# IHP “Nexus” Workshop on Privacy and Security: Day 2

Verrrrrry belated blogging on the rest of the workshop, more than a month later. Day 2 had 5 talks instead of the tutorial plus talks, and the topics were a bit more varied (this was partly because of scheduling issues that prevented us from being strictly thematic).

Amos Beimel started out with a talk on secret sharing, which had a very nice tutorial/introduction to the problem, including the connection between Reed-Solomon codes and Shamir’s t-out-of-n scheme. For professional (and perhaps personal) reasons I found myself wondering how much more the connection between secret sharing and coding theory was — after all, this was a workshop about communication between information theory and theoretical CS. Not being a coding theory expert myself, I could only speculate. What I didn’t know about was the more general secret sharing structures and the results of Ito-Saito-Nishizeki scheme (published in Globecom!). Amos also talked about monotone span programs, which were new to me, and how to prove lower bounds. He concluded with more recent work on the related distribution design problem: how can we construct a distribution on n variables given constraints that specify subsets which should have identical marginals and subsets which should have disjoint support? The results appeared in ICTS.
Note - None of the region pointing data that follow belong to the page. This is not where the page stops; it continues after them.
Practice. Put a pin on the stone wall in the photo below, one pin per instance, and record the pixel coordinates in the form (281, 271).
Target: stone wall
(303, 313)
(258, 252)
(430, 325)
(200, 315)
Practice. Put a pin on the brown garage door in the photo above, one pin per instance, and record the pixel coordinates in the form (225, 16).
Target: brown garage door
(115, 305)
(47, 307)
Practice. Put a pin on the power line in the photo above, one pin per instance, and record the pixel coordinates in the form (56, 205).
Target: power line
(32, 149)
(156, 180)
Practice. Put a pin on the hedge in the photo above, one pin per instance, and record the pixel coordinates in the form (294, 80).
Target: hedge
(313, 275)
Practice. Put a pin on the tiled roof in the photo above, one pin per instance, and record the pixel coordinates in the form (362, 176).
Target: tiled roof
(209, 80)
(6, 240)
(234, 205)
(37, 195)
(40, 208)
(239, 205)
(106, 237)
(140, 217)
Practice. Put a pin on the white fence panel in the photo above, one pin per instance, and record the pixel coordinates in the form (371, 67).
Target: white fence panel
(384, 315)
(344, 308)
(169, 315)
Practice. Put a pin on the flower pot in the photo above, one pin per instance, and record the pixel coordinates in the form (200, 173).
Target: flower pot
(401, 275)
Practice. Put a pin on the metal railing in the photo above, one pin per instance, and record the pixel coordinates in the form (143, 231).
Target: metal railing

Ye Wang talked about his work on common information and how it appears in privacy and security problems from an information theoretic perspective. In particular he talked about secure sampling, multiparty computation, and data release problems. The MPC and sampling results were pretty technical in terms of notions of completeness of primitives (conditional distributions) and triviality (a way of categorizing sources). For the data release problem he focused on problems where a sanitizer has access to a pair $(X,Y)$ where $X$ is private and $Y$ is “useful” — the goal is to produce a version of the data which reveals less about $X$ (privacy) and more about $Y$ (utility). Since they are correlated, there is a tension. The question he addressed is when having access to Y alone as as good as both X and Y.

Manoj, after giving his part of the tutorial (and covering for Vinod), gave his own talk on what he called “cryptographic complexity,” which is an analogy to computational complexity, but for multiparty functions. This was also a talk about definitions and reductions: if you can build a protocol for securely computing $f(\cdot)$ using a protocol for $g(\cdot)$, then $f(\cdot)$ reduces to $g(\cdot)$. A complete function is one for which everything reduces to it, and a trivial function reduces to everything. So with the concepts you can start to classify and partition out functions like characterizing all complete functions for 2 parties, or finding trivial functions under different security notions. He presented some weird facts, like an $n$ bit XOR doesn’t reduce to an $(n-1)$ bit XOR. It was a pretty interesting talk, and I learned quite a bit!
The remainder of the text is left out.